Branton is a village in South Yorkshire, England. It is about 4 mi east of Doncaster. At the 2021 Census, it had a population of 1,822.

==History==
Branton is mentioned in the Domesday Book as belonging to Geoffrey Alselin as having 15 ploughlands, and a church. The name Branton derives from the Old English Brōm-tūn; the farmstead/town where the broom grew (or town among the broom). The village was formerly in the wapentake of Strafforth and Tickhill. In 1951, a farmer ploughing fields at Kilham Farm to the north east of the village, discovered fragments of pottery. The site has since been surveyed and documented as Romano-British pottery location which had several kilns, using the nearby River Torne for transport pottery away from Branton.

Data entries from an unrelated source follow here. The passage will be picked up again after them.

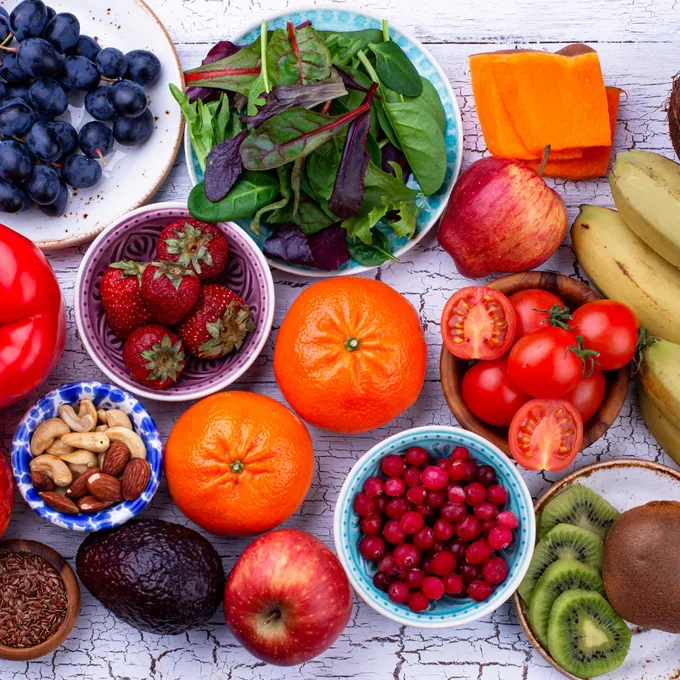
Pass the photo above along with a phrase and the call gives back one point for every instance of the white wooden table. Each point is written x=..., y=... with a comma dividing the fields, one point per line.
x=639, y=52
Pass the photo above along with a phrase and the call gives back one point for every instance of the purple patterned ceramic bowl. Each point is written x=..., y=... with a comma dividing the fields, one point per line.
x=134, y=237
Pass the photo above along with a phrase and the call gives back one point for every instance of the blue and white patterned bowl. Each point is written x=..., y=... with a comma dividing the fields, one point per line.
x=448, y=612
x=103, y=395
x=431, y=207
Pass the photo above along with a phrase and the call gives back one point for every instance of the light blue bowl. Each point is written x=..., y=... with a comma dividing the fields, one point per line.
x=103, y=395
x=431, y=207
x=448, y=612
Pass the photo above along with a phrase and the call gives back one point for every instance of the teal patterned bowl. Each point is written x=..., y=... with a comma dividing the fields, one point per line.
x=449, y=612
x=431, y=207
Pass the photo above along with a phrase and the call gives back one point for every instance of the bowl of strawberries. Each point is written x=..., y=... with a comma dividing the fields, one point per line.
x=171, y=308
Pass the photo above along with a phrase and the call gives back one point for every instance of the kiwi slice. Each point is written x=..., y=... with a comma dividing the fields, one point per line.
x=585, y=635
x=560, y=576
x=580, y=506
x=562, y=541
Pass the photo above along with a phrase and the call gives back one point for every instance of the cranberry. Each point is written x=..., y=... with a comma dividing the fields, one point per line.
x=478, y=552
x=507, y=519
x=480, y=591
x=363, y=505
x=373, y=487
x=372, y=548
x=393, y=466
x=398, y=592
x=406, y=555
x=469, y=528
x=443, y=562
x=500, y=538
x=443, y=530
x=495, y=570
x=497, y=495
x=416, y=455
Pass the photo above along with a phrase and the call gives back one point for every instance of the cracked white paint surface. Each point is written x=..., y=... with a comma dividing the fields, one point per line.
x=634, y=42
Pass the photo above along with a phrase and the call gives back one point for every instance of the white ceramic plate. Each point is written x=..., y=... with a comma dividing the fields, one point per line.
x=131, y=175
x=626, y=483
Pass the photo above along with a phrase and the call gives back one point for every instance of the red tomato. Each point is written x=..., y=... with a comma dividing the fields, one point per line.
x=546, y=434
x=32, y=317
x=542, y=365
x=588, y=394
x=478, y=323
x=490, y=394
x=610, y=328
x=527, y=304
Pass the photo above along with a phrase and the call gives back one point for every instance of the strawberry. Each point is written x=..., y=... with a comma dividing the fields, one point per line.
x=155, y=356
x=120, y=289
x=218, y=325
x=194, y=244
x=169, y=291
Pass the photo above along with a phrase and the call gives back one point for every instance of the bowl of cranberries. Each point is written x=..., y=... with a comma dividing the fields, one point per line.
x=435, y=527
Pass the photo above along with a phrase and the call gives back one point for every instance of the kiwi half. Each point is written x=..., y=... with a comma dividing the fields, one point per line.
x=563, y=575
x=585, y=635
x=580, y=506
x=563, y=541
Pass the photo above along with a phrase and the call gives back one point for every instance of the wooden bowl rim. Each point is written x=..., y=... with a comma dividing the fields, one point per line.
x=72, y=598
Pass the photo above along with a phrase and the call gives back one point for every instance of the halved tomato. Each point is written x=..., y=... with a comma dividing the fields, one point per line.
x=478, y=323
x=546, y=434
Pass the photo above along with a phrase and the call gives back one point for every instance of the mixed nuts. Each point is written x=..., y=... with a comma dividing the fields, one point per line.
x=87, y=460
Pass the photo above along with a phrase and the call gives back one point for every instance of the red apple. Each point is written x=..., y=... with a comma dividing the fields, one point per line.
x=287, y=599
x=501, y=217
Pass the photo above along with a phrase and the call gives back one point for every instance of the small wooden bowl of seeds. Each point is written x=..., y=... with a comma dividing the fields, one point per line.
x=39, y=600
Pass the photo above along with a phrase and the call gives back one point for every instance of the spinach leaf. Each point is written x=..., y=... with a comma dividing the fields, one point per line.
x=396, y=70
x=252, y=191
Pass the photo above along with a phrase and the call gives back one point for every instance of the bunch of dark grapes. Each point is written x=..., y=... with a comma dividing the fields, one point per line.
x=40, y=155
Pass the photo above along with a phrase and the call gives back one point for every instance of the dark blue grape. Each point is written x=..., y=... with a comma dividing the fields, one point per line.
x=97, y=104
x=111, y=63
x=68, y=137
x=133, y=131
x=15, y=162
x=144, y=67
x=81, y=172
x=62, y=31
x=28, y=19
x=43, y=142
x=39, y=59
x=79, y=74
x=127, y=98
x=12, y=197
x=16, y=117
x=43, y=185
x=48, y=99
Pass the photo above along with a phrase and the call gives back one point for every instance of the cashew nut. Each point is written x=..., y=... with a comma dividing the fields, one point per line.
x=130, y=438
x=45, y=434
x=54, y=468
x=90, y=441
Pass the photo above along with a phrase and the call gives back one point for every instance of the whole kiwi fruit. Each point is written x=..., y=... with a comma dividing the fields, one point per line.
x=640, y=566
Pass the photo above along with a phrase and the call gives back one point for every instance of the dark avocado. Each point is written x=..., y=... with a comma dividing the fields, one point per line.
x=158, y=577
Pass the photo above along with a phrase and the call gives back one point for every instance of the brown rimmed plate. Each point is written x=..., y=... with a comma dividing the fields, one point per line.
x=626, y=483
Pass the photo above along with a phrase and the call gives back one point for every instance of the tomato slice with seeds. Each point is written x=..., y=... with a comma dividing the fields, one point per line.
x=546, y=434
x=478, y=323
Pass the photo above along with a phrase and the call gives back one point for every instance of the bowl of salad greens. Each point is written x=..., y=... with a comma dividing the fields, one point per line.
x=329, y=135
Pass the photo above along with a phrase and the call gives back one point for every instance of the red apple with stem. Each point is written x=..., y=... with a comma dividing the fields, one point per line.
x=287, y=599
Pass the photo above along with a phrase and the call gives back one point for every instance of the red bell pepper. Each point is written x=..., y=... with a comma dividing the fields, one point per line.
x=32, y=317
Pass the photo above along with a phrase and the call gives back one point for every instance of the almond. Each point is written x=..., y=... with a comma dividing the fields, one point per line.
x=41, y=481
x=136, y=478
x=104, y=487
x=78, y=488
x=115, y=459
x=59, y=503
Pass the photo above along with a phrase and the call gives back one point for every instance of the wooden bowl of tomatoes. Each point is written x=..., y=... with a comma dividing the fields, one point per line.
x=503, y=337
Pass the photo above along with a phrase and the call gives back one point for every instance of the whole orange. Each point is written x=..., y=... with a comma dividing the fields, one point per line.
x=238, y=463
x=350, y=355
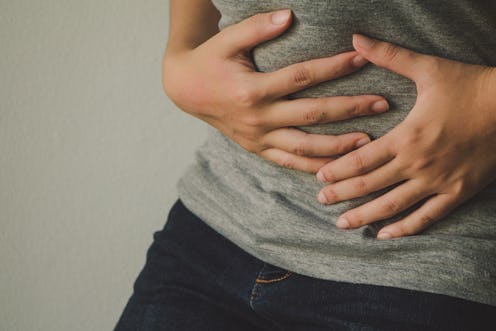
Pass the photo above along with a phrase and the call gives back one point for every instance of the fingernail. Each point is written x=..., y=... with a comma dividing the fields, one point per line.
x=380, y=106
x=322, y=198
x=363, y=41
x=280, y=17
x=321, y=177
x=384, y=236
x=361, y=142
x=359, y=61
x=342, y=223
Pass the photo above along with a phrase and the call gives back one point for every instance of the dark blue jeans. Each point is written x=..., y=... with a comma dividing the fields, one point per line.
x=195, y=279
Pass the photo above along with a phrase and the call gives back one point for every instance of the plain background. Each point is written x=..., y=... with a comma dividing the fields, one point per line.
x=90, y=153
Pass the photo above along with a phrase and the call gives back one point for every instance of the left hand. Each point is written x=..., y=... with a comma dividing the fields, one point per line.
x=442, y=154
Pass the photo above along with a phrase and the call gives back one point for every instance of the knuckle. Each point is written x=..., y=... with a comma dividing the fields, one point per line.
x=353, y=219
x=315, y=116
x=253, y=119
x=301, y=148
x=302, y=75
x=390, y=207
x=330, y=194
x=425, y=220
x=288, y=163
x=360, y=185
x=355, y=110
x=358, y=163
x=245, y=96
x=250, y=146
x=391, y=52
x=421, y=163
x=412, y=137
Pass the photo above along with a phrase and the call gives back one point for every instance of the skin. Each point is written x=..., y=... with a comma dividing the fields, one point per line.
x=211, y=76
x=442, y=152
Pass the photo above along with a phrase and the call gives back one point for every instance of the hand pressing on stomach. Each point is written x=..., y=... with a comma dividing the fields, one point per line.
x=441, y=155
x=218, y=83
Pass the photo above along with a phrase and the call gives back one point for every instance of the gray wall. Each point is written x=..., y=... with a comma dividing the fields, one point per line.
x=90, y=153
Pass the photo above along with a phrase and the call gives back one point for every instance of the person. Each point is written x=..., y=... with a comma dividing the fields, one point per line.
x=399, y=234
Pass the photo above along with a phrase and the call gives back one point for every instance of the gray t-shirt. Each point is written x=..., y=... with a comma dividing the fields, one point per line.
x=272, y=212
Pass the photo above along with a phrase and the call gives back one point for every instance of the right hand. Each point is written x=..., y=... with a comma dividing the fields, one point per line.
x=218, y=83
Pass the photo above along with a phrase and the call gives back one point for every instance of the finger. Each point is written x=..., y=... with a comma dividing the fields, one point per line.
x=400, y=60
x=430, y=212
x=292, y=161
x=301, y=75
x=311, y=111
x=252, y=31
x=387, y=205
x=298, y=142
x=359, y=186
x=357, y=162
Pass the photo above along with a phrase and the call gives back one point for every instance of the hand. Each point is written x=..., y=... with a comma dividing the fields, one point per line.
x=218, y=83
x=439, y=156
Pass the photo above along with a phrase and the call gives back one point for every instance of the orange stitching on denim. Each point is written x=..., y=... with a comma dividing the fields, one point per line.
x=265, y=281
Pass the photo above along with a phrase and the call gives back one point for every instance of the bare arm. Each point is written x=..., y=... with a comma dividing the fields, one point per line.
x=210, y=75
x=192, y=23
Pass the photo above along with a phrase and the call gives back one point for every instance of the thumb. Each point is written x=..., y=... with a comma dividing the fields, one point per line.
x=400, y=60
x=252, y=31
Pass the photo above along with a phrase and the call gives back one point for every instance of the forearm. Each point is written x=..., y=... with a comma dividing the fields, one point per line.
x=192, y=22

There is a primary school in the village, named St Wilfrid's, which was rated as Good by Ofsted in 2019. There is a post office, newsagent, barbers and pub in the village. There used to be a chapel and a church but these have been demolished. The pub is called the Three Horseshoes, and was renovated in 1907. A frequent bus service connects the village with Cantley and Doncaster.

The Yorkshire Wildlife Park is immediately to the south of the village; it is bounded to the east by the River Torne, and to the west by the M18 motorway, which separates it from Cantley.

== Governance ==
Branton is in the parliamentary constituency of Don Valley, and in the civil parish of Cantley with Branton.